Lo primero que hay que defender es el Estado democrático, de sus enemigos exteriores e interiores. Y lo expreso así porque no hay mejor aliado de la deletérea acción del Islam sobre Occidente que los movimientos fragmentadores del Estado-nación, de los que en España tenemos para dar y regalar: tal vez ETA no haya tenido nada que ver con el 11-M, pero no cabe dudar de que cada asesinato y cada bomba de los terroristas vascos es celebrada por Al Qaeda como una contribución a su guerra contra Occidente.
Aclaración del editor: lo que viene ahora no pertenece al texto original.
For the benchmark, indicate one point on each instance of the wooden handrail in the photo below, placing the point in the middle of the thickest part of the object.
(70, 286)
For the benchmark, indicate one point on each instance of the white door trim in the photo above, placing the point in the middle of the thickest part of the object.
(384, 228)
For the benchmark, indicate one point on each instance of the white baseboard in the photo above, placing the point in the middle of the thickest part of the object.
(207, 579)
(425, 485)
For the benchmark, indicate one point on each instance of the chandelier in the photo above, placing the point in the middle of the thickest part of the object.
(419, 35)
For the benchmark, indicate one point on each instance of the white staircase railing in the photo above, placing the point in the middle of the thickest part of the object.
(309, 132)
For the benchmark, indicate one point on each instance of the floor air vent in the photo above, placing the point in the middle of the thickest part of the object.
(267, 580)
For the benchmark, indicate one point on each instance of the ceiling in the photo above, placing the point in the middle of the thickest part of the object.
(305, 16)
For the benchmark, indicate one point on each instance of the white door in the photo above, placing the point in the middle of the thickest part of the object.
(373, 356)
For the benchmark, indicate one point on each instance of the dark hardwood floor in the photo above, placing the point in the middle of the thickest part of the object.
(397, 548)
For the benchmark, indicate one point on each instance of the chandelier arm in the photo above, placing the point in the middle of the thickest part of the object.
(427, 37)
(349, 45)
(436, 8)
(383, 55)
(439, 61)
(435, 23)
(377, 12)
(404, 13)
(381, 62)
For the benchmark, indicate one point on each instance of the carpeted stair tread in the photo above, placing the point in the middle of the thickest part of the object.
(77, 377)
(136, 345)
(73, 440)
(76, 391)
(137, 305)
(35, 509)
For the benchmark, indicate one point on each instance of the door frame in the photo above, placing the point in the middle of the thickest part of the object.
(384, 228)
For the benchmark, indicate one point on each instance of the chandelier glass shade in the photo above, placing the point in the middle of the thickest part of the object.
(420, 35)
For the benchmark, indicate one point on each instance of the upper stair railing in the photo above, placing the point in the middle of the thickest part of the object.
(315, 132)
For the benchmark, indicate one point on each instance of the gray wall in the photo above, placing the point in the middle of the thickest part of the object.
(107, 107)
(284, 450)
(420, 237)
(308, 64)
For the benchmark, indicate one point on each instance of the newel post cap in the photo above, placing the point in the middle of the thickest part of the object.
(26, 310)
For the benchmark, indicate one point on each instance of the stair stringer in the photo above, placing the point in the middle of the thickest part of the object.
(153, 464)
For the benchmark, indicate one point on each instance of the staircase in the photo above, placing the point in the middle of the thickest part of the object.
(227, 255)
De los muchos fenómenos sociales a que ha dado lugar la enfermedad ideológica del multiculturalismo, asociado para el caso con algunas tendencias del feminismo radical, el más curioso es el de la defensa por grupos organizados de mujeres del modo de vida de las comunidades islámicas. Después de largas décadas de lucha por la igualdad, desde el sufragismo hasta la incorporación, todavía incompleta, de la mujer al mercado laboral, asistimos con asombro a la reivindicación del derecho de un colectivo, en el que predomina el poder hereditario de los varones sobre unas hembras jurídicamente inexistentes, a persistir en sus hábitos perversos. También algo tan elemental como la igualdad entre sexos está en riesgo, y es algo que debemos aprestarnos a defender mientras el Gobierno Zapatero, que se proclama voluntario para una alianza con el enemigo –no se sabe si en pleno síndrome de Estocolmo o en un ataque de autoodio capaz de llevar a un judío a proclamarse hitleriano–, promueve el adefesio jurídico del matrimonio homosexual, difícilmente grato para el legislador musulmán, en contra de la Iglesia Católica.
No se trata, pues, únicamente de saber de qué hablamos cuando hablamos de Occidente, de qué es y qué puede llegar a ser Occidente, sino de librar la costosa batalla de la propaganda contra el conjunto de los productos ideológicos cancerígenos que medran a expensas de nuestro propio sistema: el multiculturalismo, el antisemitismo, el feminismo radical, el proteccionismo, el intervencionismo, el caritativismo de las oenegés redentoras de pueblos pobres sometidos a dictaduras, el izquierdismo utopista de los simpatizantes de Fidel Castro, el populismo estatalista de los chavistas, el antiamericanismo, el racismo negro, los nacionalismos, cuyos discursos inundan los medios de comunicación.